I often struggle to explain to people how Attachment Parenting differs from other parenting styles. For me, one of the touchstones is trying to meet my children’s needs, but I realize that all conscientious parents are trying to meet their children’s needs, even though we may differ in our understanding of what those needs are. Then I think of explaining that I try to listen to the needs my children express themselves, but this becomes complicated since I don’t actually believe that my daughter needs ice cream nearly as often as she thinks she does.
It is often easier to give examples, or to talk about the kinds of techniques attachment parents typically use. To talk about what I don’t do, like letting babies cry it out or using physical punishment and threats to elicit compliant behavior.
Recently, I’ve been talking with some friends about what attachment parenting means to us, and we keep coming back to the idea of respecting our children as people. While that rings true to me, it’s still hard to express what that really means on a day-to-day basis.
The other day, I had a moment of clarity when I realized that for me, part of what respecting my children means is not telling them how they are supposed to feel. It seems to me that my kids are entitled to experience whatever feelings they happen to have, but I often hear parents critiquing their kids’ feelings.

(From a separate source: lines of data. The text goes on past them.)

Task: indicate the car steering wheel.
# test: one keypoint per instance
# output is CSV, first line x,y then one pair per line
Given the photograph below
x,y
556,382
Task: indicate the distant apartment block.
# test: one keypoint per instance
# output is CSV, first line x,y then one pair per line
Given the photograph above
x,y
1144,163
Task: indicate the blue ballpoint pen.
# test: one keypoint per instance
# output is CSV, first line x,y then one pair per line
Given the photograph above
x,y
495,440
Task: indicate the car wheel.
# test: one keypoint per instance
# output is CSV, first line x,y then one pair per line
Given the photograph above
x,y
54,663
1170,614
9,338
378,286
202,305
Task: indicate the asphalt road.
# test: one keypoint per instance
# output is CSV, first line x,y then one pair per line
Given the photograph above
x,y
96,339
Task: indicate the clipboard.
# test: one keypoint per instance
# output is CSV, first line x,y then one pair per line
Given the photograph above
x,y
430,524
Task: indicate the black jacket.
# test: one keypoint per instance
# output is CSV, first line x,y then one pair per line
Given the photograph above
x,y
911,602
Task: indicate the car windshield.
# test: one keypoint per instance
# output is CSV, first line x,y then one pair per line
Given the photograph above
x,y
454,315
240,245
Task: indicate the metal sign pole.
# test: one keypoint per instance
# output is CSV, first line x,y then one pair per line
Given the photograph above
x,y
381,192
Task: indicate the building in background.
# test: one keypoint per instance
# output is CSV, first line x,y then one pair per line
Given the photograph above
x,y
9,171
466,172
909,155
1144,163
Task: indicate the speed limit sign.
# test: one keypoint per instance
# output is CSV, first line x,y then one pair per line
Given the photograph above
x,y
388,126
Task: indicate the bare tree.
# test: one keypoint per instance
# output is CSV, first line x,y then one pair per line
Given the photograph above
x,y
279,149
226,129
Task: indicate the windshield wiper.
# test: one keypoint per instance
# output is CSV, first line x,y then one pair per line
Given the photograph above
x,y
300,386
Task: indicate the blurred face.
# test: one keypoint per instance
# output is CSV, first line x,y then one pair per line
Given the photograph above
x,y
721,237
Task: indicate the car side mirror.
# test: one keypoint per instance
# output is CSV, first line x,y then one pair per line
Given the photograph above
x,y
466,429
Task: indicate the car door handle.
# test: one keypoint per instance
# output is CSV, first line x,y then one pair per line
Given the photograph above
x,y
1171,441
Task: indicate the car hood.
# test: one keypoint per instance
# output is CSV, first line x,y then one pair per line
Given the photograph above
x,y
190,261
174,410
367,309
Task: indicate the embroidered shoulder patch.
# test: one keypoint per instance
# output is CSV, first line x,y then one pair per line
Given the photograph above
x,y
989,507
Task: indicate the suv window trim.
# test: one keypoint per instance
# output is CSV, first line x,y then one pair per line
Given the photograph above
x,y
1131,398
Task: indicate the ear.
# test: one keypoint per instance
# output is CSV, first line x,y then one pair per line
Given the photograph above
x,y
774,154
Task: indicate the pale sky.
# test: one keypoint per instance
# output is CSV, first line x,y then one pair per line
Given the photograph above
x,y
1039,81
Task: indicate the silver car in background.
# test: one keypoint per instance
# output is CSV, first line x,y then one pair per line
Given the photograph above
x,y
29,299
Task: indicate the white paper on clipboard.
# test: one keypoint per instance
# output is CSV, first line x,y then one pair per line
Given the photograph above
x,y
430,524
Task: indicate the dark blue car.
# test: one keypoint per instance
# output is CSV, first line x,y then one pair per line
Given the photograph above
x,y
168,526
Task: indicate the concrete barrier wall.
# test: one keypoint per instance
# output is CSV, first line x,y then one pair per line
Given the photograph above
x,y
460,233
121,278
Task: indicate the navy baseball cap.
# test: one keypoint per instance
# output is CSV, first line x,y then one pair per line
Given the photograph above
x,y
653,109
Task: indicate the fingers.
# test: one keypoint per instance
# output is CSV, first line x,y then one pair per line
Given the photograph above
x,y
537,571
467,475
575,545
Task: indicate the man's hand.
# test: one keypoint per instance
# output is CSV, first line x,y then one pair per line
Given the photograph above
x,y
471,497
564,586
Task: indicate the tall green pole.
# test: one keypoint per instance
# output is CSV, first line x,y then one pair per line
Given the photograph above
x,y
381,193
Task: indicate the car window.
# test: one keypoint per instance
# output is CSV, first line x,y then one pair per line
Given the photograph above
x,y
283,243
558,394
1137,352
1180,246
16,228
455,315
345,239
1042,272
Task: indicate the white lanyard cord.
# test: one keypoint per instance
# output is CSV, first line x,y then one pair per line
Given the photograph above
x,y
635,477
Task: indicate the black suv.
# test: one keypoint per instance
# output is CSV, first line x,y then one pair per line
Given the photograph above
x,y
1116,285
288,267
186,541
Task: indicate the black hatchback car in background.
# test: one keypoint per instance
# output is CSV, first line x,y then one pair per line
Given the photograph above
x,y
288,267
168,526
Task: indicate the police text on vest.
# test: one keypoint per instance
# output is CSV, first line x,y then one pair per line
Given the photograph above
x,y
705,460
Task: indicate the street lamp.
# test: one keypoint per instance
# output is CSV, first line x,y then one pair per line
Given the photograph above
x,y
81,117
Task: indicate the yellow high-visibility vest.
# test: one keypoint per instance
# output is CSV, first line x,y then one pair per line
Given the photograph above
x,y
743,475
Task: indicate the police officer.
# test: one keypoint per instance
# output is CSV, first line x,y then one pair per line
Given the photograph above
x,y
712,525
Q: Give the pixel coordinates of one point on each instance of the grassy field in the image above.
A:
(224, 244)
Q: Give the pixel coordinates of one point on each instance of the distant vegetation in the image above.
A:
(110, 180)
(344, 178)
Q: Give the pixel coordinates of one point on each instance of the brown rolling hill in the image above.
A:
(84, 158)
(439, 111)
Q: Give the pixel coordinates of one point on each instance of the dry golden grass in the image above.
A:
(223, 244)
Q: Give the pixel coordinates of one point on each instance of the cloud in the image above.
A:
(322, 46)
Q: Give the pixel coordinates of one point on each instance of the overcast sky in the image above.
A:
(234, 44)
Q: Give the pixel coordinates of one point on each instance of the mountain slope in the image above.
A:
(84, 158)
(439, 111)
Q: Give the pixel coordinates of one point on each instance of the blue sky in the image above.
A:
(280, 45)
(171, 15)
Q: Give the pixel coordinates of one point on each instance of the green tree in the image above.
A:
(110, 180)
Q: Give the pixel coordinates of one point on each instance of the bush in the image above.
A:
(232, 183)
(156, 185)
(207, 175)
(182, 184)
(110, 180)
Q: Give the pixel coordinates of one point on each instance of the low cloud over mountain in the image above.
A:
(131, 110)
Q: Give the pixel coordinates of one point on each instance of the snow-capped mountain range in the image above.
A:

One example I see with some regularity is a child expressing a strong negative feeling about a family member. “I hate my brother!” often seems to elicit parental responses along the lines of, “oh, come now, you don’t really hate your brother. You love your brother!”
Of course none of us like to hear our children say that kind of thing, but it seems more worthwhile to try to help my kids understand and cope with their feelings, rather than denying their existence and making it clear those feelings are not acceptable.
I’m looking forward to finding other examples of what respecting my children as people means in my life!